The rapid expansion of AI-driven data centers is at the heart of the issue. Hyperscale facilities built to support AI and cloud workloads have doubled globally in the past five years, with a significant concentration in the United States. These facilities consume enormous amounts of electricity and water, contributing to greenhouse gas emissions and local resource stress.

Survey respondents identified data center energy demand, electricity consumption, and emissions as their top environmental concerns related to AI. Water use also emerged as a growing issue, particularly as cooling requirements increase. Beyond operational energy use, AI places pressure on supply chains through resource-intensive hardware production, land use for construction, and rising electronic waste from frequent hardware upgrades.

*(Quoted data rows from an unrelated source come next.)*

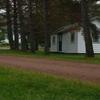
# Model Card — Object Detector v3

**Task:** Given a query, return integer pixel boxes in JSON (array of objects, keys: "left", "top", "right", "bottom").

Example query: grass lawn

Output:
[
  {"left": 0, "top": 65, "right": 100, "bottom": 100},
  {"left": 0, "top": 50, "right": 100, "bottom": 64}
]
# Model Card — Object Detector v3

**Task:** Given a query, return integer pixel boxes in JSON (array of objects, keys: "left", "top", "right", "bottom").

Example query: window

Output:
[
  {"left": 71, "top": 32, "right": 75, "bottom": 43},
  {"left": 93, "top": 35, "right": 100, "bottom": 43},
  {"left": 52, "top": 36, "right": 56, "bottom": 44}
]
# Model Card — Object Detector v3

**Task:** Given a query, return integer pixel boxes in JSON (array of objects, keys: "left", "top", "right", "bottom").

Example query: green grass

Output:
[
  {"left": 0, "top": 65, "right": 100, "bottom": 100},
  {"left": 0, "top": 50, "right": 100, "bottom": 64}
]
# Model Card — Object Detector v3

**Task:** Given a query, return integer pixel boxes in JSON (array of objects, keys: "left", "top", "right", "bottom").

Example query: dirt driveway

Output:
[{"left": 0, "top": 56, "right": 100, "bottom": 82}]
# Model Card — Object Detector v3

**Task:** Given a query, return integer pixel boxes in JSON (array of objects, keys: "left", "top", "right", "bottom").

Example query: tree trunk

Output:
[
  {"left": 18, "top": 0, "right": 27, "bottom": 51},
  {"left": 28, "top": 0, "right": 35, "bottom": 53},
  {"left": 43, "top": 0, "right": 50, "bottom": 54},
  {"left": 6, "top": 0, "right": 14, "bottom": 49},
  {"left": 81, "top": 0, "right": 94, "bottom": 57},
  {"left": 13, "top": 0, "right": 19, "bottom": 50}
]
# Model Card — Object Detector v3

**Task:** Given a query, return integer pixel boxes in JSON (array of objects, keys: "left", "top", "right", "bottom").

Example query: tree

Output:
[
  {"left": 81, "top": 0, "right": 94, "bottom": 57},
  {"left": 6, "top": 0, "right": 14, "bottom": 49}
]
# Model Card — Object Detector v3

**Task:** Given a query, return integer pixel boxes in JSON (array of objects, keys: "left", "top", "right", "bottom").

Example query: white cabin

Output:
[{"left": 50, "top": 21, "right": 100, "bottom": 53}]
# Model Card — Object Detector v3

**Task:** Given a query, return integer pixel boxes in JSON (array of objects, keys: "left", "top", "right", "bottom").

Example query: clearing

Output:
[{"left": 0, "top": 55, "right": 100, "bottom": 83}]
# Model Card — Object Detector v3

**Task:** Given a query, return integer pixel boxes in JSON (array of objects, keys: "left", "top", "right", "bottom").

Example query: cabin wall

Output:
[
  {"left": 62, "top": 33, "right": 77, "bottom": 53},
  {"left": 78, "top": 32, "right": 100, "bottom": 53}
]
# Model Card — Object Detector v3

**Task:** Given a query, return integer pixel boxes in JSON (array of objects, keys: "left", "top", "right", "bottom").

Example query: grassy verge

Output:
[
  {"left": 0, "top": 65, "right": 100, "bottom": 100},
  {"left": 0, "top": 50, "right": 100, "bottom": 64}
]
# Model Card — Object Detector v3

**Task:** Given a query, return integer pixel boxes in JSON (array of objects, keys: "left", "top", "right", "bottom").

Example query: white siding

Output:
[
  {"left": 77, "top": 31, "right": 85, "bottom": 53},
  {"left": 78, "top": 32, "right": 100, "bottom": 53},
  {"left": 50, "top": 35, "right": 58, "bottom": 52},
  {"left": 62, "top": 33, "right": 77, "bottom": 53}
]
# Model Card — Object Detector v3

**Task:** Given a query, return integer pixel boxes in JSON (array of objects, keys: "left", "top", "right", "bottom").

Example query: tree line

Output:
[{"left": 0, "top": 0, "right": 99, "bottom": 57}]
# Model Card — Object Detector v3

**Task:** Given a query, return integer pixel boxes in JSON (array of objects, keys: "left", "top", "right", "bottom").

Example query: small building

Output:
[{"left": 50, "top": 20, "right": 100, "bottom": 53}]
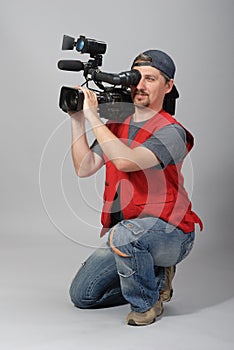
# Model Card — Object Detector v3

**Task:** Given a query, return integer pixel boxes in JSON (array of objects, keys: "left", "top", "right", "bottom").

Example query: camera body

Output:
[{"left": 58, "top": 35, "right": 141, "bottom": 121}]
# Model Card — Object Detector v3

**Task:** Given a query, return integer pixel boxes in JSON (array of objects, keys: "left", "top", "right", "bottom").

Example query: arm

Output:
[
  {"left": 82, "top": 89, "right": 160, "bottom": 172},
  {"left": 70, "top": 113, "right": 104, "bottom": 177}
]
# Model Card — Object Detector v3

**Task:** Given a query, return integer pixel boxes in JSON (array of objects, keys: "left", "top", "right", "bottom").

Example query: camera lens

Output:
[{"left": 76, "top": 38, "right": 85, "bottom": 51}]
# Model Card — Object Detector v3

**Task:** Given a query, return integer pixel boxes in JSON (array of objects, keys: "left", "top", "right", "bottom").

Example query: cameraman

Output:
[{"left": 70, "top": 50, "right": 202, "bottom": 326}]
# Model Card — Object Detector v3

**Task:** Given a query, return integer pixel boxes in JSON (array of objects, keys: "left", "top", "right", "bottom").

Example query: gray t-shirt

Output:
[{"left": 91, "top": 119, "right": 186, "bottom": 169}]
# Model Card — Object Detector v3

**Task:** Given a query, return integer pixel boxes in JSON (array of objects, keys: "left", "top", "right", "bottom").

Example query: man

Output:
[{"left": 70, "top": 50, "right": 202, "bottom": 326}]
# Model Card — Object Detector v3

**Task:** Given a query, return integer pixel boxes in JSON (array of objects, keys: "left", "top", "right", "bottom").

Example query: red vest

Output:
[{"left": 101, "top": 111, "right": 202, "bottom": 236}]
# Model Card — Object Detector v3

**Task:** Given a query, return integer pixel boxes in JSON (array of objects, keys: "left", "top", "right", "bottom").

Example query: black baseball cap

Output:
[{"left": 132, "top": 50, "right": 179, "bottom": 99}]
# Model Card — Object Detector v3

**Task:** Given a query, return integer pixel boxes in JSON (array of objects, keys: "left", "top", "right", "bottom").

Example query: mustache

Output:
[{"left": 134, "top": 89, "right": 148, "bottom": 96}]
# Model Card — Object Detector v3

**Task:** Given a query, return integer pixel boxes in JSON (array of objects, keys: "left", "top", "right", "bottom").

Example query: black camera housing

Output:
[
  {"left": 58, "top": 35, "right": 141, "bottom": 121},
  {"left": 59, "top": 86, "right": 135, "bottom": 122}
]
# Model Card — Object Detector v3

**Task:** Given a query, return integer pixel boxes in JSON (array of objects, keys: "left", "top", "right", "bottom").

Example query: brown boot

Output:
[
  {"left": 160, "top": 266, "right": 176, "bottom": 303},
  {"left": 126, "top": 299, "right": 163, "bottom": 326}
]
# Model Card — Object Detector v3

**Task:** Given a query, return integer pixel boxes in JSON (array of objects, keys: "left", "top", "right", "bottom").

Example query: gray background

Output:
[{"left": 0, "top": 0, "right": 234, "bottom": 350}]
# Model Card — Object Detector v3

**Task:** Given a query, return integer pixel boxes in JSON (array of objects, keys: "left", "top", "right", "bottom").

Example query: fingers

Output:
[{"left": 77, "top": 86, "right": 98, "bottom": 109}]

AI as both problem and solution

Despite these challenges, the survey also reveals that companies recognise AI’s potential to support sustainability goals. More than 60 percent of surveyed leaders are already using AI for environmental objectives, most commonly for sustainability reporting and disclosure. Tools for carbon accounting, emissions tracking, and climate risk analysis are gaining traction, helping organisations improve data accuracy and transparency.

However, these applications represent only the early stages of AI’s sustainability potential. High-impact operational uses, such as energy optimisation, logistics efficiency, and water management, remain underutilised. Experts note that these areas offer the greatest opportunity for AI to deliver measurable environmental benefits.

AI can play a significant role in reducing environmental impact when applied directly to operations. Intelligent energy management systems can identify inefficiencies and reduce consumption. AI-driven logistics and fleet routing can cut fuel use and emissions. Advanced tools using machine learning and remote sensing are already improving flood forecasting, waste sorting, and recycling outcomes in select regions.

Yet adoption of these applications remains limited. Many organisations are still focused on compliance and reporting rather than leveraging AI to redesign processes and systems for sustainability at scale.

The Conference Board’s findings underscore a pivotal moment for corporate AI strategy. As AI continues to drive unprecedented growth in electricity demand, companies face a choice: treat sustainability as an afterthought, or integrate it into the core of responsible AI governance. The real opportunity lies in adopting a dual approach—actively managing AI’s environmental footprint while harnessing its power to accelerate sustainability outcomes. In the years ahead, leadership will be defined not just by who deploys AI fastest, but by who deploys it most responsibly.